We use the os.listdir() function to recover all the frames, then we sort them by their order. Afterwards, we employ the io.imread() function to assemble the frames and create the video.

In [21]:
frame_folder = "spike_frames"
video_filename = "dark_matter_spike.mp4"
fps = 15

image_files = [f for f in os.listdir(frame_folder) if f.endswith('.png')]
image_files.sort() # to sort the frames

# Create the video

with iio.imopen(video_filename, "w", plugin="pyav") as writer:
    
    for filename in image_files:
        file_path = os.path.join(frame_folder, filename)
        
        # Read the image data
        image_data = iio.imread(file_path)
        
        # Strip the alpha channel (RGBA -> RGB)
        image_data = image_data[:, :, :3]
        
        # Write it to the video stream, explicitly telling it this is ONE frame
        writer.write(image_data, codec="libx264", fps=fps, is_batch=False)
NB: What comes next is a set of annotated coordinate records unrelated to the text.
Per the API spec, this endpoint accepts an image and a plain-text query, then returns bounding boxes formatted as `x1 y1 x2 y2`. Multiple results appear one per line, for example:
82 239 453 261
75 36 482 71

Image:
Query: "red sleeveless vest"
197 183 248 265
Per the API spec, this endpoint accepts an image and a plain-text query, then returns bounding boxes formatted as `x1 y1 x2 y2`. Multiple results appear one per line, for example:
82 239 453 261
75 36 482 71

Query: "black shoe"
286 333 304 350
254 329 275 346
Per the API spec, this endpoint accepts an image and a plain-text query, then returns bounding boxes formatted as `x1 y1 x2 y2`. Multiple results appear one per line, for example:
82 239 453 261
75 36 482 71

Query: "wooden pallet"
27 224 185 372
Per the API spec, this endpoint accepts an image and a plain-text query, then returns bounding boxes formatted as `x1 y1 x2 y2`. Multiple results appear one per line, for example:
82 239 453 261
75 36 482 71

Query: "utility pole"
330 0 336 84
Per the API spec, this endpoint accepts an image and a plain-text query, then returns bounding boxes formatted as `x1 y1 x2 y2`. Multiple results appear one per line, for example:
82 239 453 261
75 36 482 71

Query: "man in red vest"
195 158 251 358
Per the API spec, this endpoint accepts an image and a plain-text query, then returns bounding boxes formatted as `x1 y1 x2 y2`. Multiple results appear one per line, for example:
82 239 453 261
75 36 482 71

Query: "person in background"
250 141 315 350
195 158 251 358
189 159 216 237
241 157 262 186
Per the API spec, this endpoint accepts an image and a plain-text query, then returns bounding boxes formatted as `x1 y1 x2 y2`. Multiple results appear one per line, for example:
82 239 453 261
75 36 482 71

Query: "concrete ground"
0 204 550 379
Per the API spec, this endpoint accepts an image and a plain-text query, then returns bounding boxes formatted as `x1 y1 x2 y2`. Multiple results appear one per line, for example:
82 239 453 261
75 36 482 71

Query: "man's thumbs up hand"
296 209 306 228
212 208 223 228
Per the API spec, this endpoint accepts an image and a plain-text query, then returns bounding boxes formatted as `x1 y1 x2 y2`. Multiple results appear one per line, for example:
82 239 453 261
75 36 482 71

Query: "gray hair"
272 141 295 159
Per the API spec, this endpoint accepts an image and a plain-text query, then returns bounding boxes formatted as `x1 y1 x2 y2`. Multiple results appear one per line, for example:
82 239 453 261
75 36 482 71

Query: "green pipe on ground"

print(f"Success! Your simulation movie is saved as: {video_filename}")
Success! Your simulation movie is saved as: dark_matter_spike.mp4

We show the video

In [22]:
from IPython.display import Video

# Mostramos el vídeo interactivo en el notebook
Video(video_filename, embed=True, width=700)
Out[22]:
Your browser does not support the video tag.